Environnement

5 produits chimiques controversés interdits en Suisse (mais autorisés ailleurs)

La Suisse est reconnue pour sa réglementation stricte en matière de produits chimiques. Pourtant, plusieurs substances bannies sur son territoire restent produites et exportées vers d’autres pays. Ce paradoxe soulève des questions éthiques et environnementales. Décryptage de cinq cas emblématiques.
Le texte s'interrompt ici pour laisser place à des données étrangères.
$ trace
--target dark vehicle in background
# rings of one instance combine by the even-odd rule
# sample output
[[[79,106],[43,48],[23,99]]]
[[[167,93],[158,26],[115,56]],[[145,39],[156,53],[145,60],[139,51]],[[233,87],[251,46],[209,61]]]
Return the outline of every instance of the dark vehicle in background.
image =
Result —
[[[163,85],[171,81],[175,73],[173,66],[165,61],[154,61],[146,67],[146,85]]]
1. Chlorothalonil : le fongicide qui empoisonne les sols

Interdit en Suisse depuis 2019

Utilisé depuis les années 1960 contre les maladies des céréales, le chlorothalonil a été interdit après la découverte de métabolites toxiques dans les nappes phréatiques. L’Office fédéral de l’agriculture a jugé les risques pour la santé humaine et les écosystèmes aquatiques trop élevés.

Données clés Détails
Utilisation historique Protection des cultures de blé, maïs et légumes
Risques principaux Carcinogène probable, contamination durable des eaux souterraines
Exportations depuis l’Europe 130 tonnes envoyées au Costa Rica entre 2019 et 2023
Pays utilisateurs actuels Brésil, Inde, États-Unis

 

Problématique : Malgré son interdiction en Europe, des entreprises continuent de le commercialiser dans des régions aux normes moins strictes, aggravant les risques sanitaires locaux.

2. Paraquat : l’herbicide mortel

Interdit en Suisse depuis 1989

Une seule gorgée de ce désherbant peut être fatale. Associé à la maladie de Parkinson, il est pourtant massivement utilisé dans les plantations de soja et de coton.

Données clés Détails
Toxicité Mortel par inhalation, risque de troubles neurologiques chroniques
Production actuelle 37 000 tonnes exportées par Syngenta en 2018
Pays utilisateurs actuels Australie, Chine, Mexique

Cas d’étude : En Malaisie, des ouvriers agricoles souffrent de lésions cutanées et de difficultés respiratoires après des expositions répétées.

3. Cyanamide : le régulateur de croissance à double tranchant

Interdit dans l’UE depuis 2008

Ce produit accélère la maturation des raisins mais est suspecté d’être cancérigène et toxique pour la reproduction.

Données clés Détails
Utilisation Viticulture, arboriculture
Risques sanitaires Irritation des voies respiratoires, effets sur la fertilité
Exportations allemandes 4 tonnes envoyées hors UE en 2022
Pays utilisateurs actuels Afrique du Sud, Chili

Impact social : En Afrique du Sud, des travailleurs viticoles signalent des crises d’asthme chroniques liées à son utilisation.

4. Chlordécone : le poison des Antilles

Interdit en Suisse (liste POPs)

Cet insecticide persistant a contaminé les sols de Guadeloupe et Martinique pour plusieurs siècles, entraînant un taux de cancer de la prostate record.

Données clés Détails
Période d’utilisation 1972-1993 dans les bananeraies
Contamination actuelle 90 % des habitants exposés en Martinique
Pays producteurs historiques France, États-Unis

Scandale sanitaire : L’INRS estime que 50 000 personnes souffriront de pathologies liées à cette substance d’ici 2040.

5. Hexachlorobenzène (HCB) : le contaminant oublié

Interdit en Suisse (Convention de Stockholm)

Présent comme impureté dans le chlorothalonil, ce fongicide s’accumule dans la chaîne alimentaire et perturbe le système hormonal.

Données clés Détails
Sources d’exposition Résidus dans l’eau, produits agricoles contaminés
Effets à long terme Troubles thyroïdiens, malformations congénitales
Pays à risque Régions sans contrôle strict des impuretés dans les pesticides

Tableau comparatif des impacts

Substance Toxicité aiguë Persistance environnementale Zones critiques
Chlorothalonil Modérée 5-10 ans dans les sols Amérique latine, Asie du Sud-Est
Paraquat Élevée 1-2 ans (dégradation rapide) Plantations industrielles tropicales
Cyanamide Faible 6 mois Vignobles à haut rendement
Chlordécone Chronique 600 ans Caraïbes
HCB Chronique 20-30 ans Zones industrielles

Conclusion : un double standard dangereux

Ces cinq produits illustrent le fossé entre les protections sanitaires nationales et les pratiques commerciales internationales. Alors que la Suisse renforce sa législation chimique, l’exportation de substances prohibées vers des pays vulnérables reste un problème majeur. Une harmonisation mondiale des normes, comme le propose l’initiative « Toxic-Free Trade », serait essentielle pour protéger santé et écosystèmes.